ENGL630 - Readings in 20th Century English Literature. Becoming British: Writing the Right of Abode

The legal ability to remain in the United Kingdom is defined by the right of abode and that right, sometimes corresponding with or leading to citizenship and sometimes not, was repeatedly reconfigured across the twentieth century. During this period, writers from British colonies and former colonies—from India to Hong Kong, Jamaica to Nigeria, Sri Lanka to the United States—immigrated to the U.K. and concerned themselves with the problems of becoming British, including the possibility of resisting becoming British. At the same time, “natural-born” citizen writers too asked themselves what does it mean to be British in the midst of imperial decline and an increasingly diasporic population. Moreover, writers descended from Britain’s (post)colonial immigrants, both in the twentieth century and since, have worked to reinvent Britishness in the long shadow of imperialism, immigration, globalization, and multiculturalism. We will use this multi-faceted idea of writing abode or writing an extra-territoriality beyond abode, to frame our survey of post-1900 British literature.

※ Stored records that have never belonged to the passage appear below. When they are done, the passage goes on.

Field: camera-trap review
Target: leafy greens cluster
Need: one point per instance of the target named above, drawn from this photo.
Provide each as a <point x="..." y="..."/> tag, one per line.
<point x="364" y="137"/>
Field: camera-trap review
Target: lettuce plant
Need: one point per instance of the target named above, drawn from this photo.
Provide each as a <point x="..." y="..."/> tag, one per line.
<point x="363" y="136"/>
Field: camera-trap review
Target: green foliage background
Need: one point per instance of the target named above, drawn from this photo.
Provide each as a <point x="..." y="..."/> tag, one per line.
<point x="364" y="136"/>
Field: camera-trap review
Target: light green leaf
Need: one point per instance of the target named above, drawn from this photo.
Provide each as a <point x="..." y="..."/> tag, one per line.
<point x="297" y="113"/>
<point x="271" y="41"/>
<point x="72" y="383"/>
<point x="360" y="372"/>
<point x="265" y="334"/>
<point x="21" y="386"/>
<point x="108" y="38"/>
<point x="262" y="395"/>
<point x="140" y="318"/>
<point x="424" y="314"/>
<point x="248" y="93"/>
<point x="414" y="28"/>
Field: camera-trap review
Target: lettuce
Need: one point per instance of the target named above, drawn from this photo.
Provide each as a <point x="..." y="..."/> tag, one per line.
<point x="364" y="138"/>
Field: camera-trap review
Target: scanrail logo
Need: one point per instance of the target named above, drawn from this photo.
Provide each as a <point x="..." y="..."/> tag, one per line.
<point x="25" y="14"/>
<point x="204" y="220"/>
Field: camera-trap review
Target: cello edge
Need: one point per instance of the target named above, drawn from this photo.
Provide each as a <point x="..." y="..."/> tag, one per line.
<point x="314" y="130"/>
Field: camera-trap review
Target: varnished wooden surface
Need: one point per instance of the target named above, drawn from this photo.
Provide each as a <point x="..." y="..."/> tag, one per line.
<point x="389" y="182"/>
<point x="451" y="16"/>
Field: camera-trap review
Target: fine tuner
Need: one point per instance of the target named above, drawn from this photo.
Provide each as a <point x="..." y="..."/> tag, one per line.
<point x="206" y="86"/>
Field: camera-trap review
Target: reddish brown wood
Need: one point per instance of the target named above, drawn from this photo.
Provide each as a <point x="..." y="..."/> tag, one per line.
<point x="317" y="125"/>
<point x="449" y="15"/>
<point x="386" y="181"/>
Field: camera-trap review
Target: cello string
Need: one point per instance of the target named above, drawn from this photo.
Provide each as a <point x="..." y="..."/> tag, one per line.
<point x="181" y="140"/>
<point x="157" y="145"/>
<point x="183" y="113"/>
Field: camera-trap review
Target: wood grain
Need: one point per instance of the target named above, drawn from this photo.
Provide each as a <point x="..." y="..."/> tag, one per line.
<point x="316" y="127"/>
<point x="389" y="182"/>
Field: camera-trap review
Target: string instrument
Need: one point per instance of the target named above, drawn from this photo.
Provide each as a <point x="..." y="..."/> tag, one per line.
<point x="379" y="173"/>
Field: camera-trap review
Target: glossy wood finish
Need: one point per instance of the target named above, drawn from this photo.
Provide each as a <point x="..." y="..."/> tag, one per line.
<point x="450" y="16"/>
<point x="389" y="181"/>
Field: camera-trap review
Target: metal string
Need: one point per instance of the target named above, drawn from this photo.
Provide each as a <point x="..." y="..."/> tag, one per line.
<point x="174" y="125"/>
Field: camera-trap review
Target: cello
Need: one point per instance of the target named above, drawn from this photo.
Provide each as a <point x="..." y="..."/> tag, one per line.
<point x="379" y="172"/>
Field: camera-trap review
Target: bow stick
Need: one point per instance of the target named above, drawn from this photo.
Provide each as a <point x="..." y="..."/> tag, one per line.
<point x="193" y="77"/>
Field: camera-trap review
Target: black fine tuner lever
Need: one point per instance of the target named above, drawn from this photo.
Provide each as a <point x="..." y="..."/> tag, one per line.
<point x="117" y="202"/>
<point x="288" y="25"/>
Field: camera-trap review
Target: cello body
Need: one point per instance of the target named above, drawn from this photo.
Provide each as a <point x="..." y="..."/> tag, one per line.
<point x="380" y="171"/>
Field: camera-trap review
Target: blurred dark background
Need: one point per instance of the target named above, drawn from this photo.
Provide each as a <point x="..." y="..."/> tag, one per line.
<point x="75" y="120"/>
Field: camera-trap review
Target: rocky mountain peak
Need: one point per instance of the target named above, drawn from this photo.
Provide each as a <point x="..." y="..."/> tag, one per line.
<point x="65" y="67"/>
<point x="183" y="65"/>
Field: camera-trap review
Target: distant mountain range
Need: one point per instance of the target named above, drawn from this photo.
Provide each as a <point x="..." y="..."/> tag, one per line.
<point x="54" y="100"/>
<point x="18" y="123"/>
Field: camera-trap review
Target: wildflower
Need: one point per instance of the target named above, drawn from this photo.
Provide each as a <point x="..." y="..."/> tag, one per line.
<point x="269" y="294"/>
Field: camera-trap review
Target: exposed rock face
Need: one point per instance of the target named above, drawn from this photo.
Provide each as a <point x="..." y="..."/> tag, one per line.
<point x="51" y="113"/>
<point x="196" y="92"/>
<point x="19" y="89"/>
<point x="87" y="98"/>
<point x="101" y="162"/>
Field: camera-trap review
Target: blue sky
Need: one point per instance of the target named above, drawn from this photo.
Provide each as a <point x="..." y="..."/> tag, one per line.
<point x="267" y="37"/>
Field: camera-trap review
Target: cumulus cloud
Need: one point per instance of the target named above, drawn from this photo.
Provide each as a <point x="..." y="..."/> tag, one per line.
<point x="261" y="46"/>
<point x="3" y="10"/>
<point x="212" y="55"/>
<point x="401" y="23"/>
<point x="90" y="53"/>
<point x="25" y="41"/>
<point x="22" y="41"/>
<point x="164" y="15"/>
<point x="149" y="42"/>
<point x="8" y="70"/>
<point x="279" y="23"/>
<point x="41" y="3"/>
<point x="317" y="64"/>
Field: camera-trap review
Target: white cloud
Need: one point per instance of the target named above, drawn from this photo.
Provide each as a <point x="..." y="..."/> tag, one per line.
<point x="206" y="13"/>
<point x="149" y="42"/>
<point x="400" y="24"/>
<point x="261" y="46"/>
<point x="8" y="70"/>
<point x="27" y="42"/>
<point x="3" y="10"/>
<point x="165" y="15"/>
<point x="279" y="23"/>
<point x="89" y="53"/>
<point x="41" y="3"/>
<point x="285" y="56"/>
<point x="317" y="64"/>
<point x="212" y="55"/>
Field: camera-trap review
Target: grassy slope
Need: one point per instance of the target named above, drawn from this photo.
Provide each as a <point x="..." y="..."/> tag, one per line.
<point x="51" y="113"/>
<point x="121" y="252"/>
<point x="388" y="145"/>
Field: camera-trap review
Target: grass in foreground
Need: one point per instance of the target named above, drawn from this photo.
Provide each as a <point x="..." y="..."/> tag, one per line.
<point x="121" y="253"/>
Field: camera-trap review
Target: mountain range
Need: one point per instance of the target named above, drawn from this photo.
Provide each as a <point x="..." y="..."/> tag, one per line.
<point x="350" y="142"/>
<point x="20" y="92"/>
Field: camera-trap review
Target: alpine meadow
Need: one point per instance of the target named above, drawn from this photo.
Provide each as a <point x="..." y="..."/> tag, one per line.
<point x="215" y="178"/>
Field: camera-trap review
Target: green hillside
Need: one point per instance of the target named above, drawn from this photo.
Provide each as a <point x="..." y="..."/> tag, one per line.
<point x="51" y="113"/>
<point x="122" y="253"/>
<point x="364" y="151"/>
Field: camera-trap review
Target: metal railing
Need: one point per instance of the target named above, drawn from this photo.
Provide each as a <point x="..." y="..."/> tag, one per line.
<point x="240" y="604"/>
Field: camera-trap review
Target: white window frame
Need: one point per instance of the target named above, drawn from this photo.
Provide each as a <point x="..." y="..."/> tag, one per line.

We will examine changing immigration legislation, socio-historical studies of immigration, and theories of citizenship, nationhood, and dwelling alongside the writings of modernists such as T. S. Eliot, Jean Rhys, and Virginia Woolf; mid-century writers such as Samuel Selvon and Una Marson; and contemporary writers such as Timothy Mo, Hanif Kureishi, and Bernardine Evaristo. Assignments will include a conference-style presentation and response, several short analyses, an annotated bibliography, and either a 15-page paper or a teaching portfolio for two courses in post-1900 transatlantic, British, Anglophone, global, or postcolonial literature.